Voltou o julgamento de Sócrates, voltou o festival de hipocrisia, sonsice e pura perfídia na claque e clique dos acusadores. Os acusadores estão dentro e fora do tribunal, dominam o ecossistema mediático. Não me é possível dar conta de todos os episódios, limito-me aos favoritos.
Há dois meses, Pacheco Pereira assinalou o início do julgamento com esta peça: Os efeitos perversos do processo de Sócrates e outros “marqueses”. A ocasião era solene, simbolicamente muito importante para quem disse publicamente de Sócrates o que o Pacheco disse durante tantos anos. Sendo dos mais influentes comentadores políticos na terrinha, alguém que se apresenta como historiador, personagem que já exerceu funções políticas de relevo, seria natural que pudesse ter aproveitado para fazer um balanço do que ficámos a saber desde a detenção no aeroporto, em 2014, e o calendário em que estamos, 2025. Porque ficámos a saber muito, sendo que o mais grave nesse conhecimento diz respeito não a respostas mas a perguntas, questões. O tribunal onde agora se tenta fazer justiça dará uma qualquer resposta inequívoca, que fará o seu curso na Justiça e na História. Mas para quem, do alto do enorme privilégio de ser uma vedeta do comentariado, sente a pulsão para se posicionar acerca da inocência ou culpabilidade de Sócrates, há nesta fase questões cruciais que definem o carácter de quem as coloca e de quem não as coloca. São, obviamente, demasiadas para o gasto neste pardieiro.
Seguem os exemplos a que dou maior relevância:
— Se Sócrates for condenado por corrupção, quais deverão ser as consequências para todas as pessoas que participaram nos seus Governos, parte das quais continuou a participar nos Governos de Costa e pertencem ao partido? Quais deverão ser as consequências para o PS? Se Sócrates for absolvido, quais deverão ser as consequências para o Ministério Público? E para as leis portuguesas?
— O facto de a Operação Marquês apresentar as características típicas de ser um processo político, ainda antes do espectáculo montado para a detenção de Sócrates e dos abusos e violências que se seguiram nestes mais de 10 anos, não tem importância?
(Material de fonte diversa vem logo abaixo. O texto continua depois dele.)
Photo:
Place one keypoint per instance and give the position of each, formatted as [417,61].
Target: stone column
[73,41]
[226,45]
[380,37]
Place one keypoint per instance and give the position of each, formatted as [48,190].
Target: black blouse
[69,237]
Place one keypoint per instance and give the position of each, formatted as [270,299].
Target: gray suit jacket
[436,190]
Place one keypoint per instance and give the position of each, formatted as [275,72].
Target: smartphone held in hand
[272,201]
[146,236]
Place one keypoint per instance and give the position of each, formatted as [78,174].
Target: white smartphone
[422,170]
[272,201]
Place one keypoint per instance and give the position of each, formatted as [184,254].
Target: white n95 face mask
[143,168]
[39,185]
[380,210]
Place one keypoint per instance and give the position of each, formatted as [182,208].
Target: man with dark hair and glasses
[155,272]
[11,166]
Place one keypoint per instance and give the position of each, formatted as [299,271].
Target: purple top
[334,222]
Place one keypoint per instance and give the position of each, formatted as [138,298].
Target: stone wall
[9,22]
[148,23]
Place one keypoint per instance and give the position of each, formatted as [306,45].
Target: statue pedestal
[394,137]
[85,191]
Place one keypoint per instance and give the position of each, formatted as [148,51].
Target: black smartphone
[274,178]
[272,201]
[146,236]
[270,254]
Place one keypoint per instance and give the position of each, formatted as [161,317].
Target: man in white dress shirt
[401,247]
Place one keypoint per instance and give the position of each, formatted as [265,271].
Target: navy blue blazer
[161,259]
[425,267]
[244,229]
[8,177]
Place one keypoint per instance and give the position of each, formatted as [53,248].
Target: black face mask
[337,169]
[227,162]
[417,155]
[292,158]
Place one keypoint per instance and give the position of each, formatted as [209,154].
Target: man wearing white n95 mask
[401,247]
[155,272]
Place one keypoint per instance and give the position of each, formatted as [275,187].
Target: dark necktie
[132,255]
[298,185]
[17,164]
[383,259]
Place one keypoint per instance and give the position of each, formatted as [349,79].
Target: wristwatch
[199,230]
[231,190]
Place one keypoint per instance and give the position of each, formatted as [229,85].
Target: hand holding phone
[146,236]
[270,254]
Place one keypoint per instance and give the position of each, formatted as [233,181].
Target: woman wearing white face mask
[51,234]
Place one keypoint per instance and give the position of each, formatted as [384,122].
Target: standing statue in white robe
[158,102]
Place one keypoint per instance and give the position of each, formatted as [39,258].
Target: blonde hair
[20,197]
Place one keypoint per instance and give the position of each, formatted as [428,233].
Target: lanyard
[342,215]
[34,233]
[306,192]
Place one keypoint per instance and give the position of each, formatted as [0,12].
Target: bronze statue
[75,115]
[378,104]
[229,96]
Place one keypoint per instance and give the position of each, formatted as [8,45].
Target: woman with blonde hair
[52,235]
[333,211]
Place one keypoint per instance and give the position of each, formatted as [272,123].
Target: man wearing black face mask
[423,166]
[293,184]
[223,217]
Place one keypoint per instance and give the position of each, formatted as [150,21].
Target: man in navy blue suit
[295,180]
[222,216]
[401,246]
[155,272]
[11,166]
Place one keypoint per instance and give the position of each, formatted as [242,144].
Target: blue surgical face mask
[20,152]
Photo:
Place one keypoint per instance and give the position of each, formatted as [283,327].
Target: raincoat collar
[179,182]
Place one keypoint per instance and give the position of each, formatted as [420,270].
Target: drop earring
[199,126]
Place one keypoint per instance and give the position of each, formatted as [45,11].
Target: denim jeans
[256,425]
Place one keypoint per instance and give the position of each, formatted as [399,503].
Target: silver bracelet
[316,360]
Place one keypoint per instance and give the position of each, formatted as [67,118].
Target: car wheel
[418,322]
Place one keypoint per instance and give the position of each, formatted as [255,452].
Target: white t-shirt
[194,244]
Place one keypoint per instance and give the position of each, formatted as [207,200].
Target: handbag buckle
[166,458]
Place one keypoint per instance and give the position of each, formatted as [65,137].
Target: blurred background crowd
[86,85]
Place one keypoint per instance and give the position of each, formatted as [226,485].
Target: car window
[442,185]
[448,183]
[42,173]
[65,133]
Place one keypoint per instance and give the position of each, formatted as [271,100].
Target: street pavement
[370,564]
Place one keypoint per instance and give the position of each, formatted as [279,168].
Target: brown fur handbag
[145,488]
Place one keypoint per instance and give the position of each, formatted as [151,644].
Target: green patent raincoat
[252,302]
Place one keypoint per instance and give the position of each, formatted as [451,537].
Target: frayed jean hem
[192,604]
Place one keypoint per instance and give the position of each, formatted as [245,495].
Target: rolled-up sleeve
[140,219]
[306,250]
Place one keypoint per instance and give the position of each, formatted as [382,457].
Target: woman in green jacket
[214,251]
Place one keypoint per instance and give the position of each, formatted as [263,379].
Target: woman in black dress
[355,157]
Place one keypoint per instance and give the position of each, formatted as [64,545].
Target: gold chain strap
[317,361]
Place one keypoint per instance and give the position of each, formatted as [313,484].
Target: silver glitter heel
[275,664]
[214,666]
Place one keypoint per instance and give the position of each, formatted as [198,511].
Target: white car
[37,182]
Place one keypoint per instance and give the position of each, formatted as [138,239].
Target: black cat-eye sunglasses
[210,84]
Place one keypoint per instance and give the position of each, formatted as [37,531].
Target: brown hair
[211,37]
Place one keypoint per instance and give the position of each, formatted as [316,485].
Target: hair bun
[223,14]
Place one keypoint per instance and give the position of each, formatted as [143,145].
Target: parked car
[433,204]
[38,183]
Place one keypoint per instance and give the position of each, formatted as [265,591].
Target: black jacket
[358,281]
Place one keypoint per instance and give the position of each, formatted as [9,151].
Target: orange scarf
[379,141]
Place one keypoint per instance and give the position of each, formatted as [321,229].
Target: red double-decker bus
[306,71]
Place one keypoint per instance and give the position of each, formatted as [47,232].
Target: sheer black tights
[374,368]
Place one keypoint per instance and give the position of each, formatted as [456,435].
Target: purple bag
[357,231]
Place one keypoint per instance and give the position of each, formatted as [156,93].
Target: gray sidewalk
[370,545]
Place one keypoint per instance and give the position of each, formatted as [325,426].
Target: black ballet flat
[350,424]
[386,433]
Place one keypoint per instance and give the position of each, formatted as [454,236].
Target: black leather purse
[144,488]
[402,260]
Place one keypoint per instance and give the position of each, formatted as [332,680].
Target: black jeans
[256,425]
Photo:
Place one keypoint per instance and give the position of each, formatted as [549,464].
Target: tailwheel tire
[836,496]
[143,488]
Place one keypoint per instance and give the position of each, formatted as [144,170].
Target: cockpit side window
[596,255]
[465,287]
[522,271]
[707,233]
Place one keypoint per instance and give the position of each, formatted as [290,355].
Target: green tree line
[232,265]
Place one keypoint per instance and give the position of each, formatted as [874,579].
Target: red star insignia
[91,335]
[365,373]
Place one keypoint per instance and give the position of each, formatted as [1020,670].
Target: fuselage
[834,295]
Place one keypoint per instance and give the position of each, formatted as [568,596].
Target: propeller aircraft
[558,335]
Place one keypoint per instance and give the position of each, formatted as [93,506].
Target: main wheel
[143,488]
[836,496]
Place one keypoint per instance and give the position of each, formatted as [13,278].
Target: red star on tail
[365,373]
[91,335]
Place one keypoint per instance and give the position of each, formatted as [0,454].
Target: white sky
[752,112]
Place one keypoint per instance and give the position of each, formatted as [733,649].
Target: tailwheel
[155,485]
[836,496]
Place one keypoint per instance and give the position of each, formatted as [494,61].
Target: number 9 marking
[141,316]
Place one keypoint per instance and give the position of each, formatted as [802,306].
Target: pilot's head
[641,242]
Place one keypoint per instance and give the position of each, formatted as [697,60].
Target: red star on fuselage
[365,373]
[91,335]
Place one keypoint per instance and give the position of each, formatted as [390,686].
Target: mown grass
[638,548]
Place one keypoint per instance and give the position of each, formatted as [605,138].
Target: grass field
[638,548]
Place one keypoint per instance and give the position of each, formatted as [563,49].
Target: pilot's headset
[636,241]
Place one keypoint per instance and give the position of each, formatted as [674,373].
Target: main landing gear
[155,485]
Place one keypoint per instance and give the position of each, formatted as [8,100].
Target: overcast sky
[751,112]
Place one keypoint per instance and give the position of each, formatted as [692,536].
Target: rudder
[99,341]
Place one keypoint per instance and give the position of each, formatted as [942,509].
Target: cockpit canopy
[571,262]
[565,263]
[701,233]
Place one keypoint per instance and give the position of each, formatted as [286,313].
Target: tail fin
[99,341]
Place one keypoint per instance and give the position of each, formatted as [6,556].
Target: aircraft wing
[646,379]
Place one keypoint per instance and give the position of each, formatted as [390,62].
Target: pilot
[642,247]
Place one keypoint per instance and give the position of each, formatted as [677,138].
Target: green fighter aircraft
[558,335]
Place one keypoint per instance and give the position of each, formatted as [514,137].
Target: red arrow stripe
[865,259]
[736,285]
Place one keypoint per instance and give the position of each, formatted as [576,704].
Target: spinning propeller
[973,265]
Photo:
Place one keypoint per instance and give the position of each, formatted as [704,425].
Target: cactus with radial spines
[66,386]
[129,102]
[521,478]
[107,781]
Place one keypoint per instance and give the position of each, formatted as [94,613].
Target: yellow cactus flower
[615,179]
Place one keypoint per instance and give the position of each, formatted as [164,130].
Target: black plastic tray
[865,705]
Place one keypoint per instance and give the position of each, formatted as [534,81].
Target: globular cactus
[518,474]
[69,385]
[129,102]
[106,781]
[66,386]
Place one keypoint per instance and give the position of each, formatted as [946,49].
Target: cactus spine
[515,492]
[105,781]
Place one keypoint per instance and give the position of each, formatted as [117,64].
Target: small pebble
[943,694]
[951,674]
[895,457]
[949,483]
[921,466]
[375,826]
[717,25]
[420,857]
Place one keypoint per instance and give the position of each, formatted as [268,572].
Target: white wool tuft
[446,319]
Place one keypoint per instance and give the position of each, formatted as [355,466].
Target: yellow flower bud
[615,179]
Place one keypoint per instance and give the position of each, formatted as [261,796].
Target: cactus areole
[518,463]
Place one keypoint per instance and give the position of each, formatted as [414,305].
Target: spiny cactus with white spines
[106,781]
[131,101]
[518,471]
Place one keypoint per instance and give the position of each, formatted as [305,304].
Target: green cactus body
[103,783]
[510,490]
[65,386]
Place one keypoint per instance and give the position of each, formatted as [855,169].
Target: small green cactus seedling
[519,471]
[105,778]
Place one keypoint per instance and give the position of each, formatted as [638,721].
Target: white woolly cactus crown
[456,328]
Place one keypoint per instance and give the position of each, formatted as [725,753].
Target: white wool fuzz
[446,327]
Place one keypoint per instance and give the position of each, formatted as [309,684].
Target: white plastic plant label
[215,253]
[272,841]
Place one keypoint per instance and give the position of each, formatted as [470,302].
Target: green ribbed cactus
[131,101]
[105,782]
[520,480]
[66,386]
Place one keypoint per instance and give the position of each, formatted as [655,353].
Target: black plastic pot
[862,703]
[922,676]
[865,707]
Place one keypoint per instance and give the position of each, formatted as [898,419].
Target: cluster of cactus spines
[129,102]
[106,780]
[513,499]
O lawfare ululante é para esconder debaixo do tapete?
— Nas 4000 páginas de despacho acusatório, 53 000 de investigação, 77 000 de documentação anexa, 8 000 de transcrições de escutas telefónicas, nos 13,5 milhões de ficheiros informáticos, nas 103 horas de vídeos de interrogatórios e 322 horas de depoimentos áudio de testemunhas, qual a informação que se pode extrair acerca de um qualquer acto de corrupção com governantes, ou que fosse com meros cidadãos — um só? Um, apenas um à escolha.
Nada disto aparece no texto do Pacheco. O artigo começa e acaba a dizer que Sócrates é culpado. De quê? Não fazemos ideia. O Pacheco nada de nada diz sobre a matéria da acusação, recusa pronunciar-se para não ter de tomar partido, para não dar razão a Sócrates seja no que for. Tenho a certeza de que não leu nem uma página do processo, daí estar sempre a repetir a patética cassete de um documento rasurado no qual tropeçou quando era deputado. Esse tempo para si traumático, em que era toureado no parlamento e em que ajudou a Dra. Manuela a fazer uma campanha caricata para as legislativas de 2009, não passou. Sócrates é o único culpado do seu sofrimento, da sua humilhação.
O miolo do artigo consiste na defesa da presunção de inocência e dos direitos da defesa, de forma convincente como é seu apanágio. Um caso paradigmático de dissonância cognitiva. Esperar que o Pacheco se dê conta da contradição será desconhecer que os moralistas soberbos são tartufos encardidos.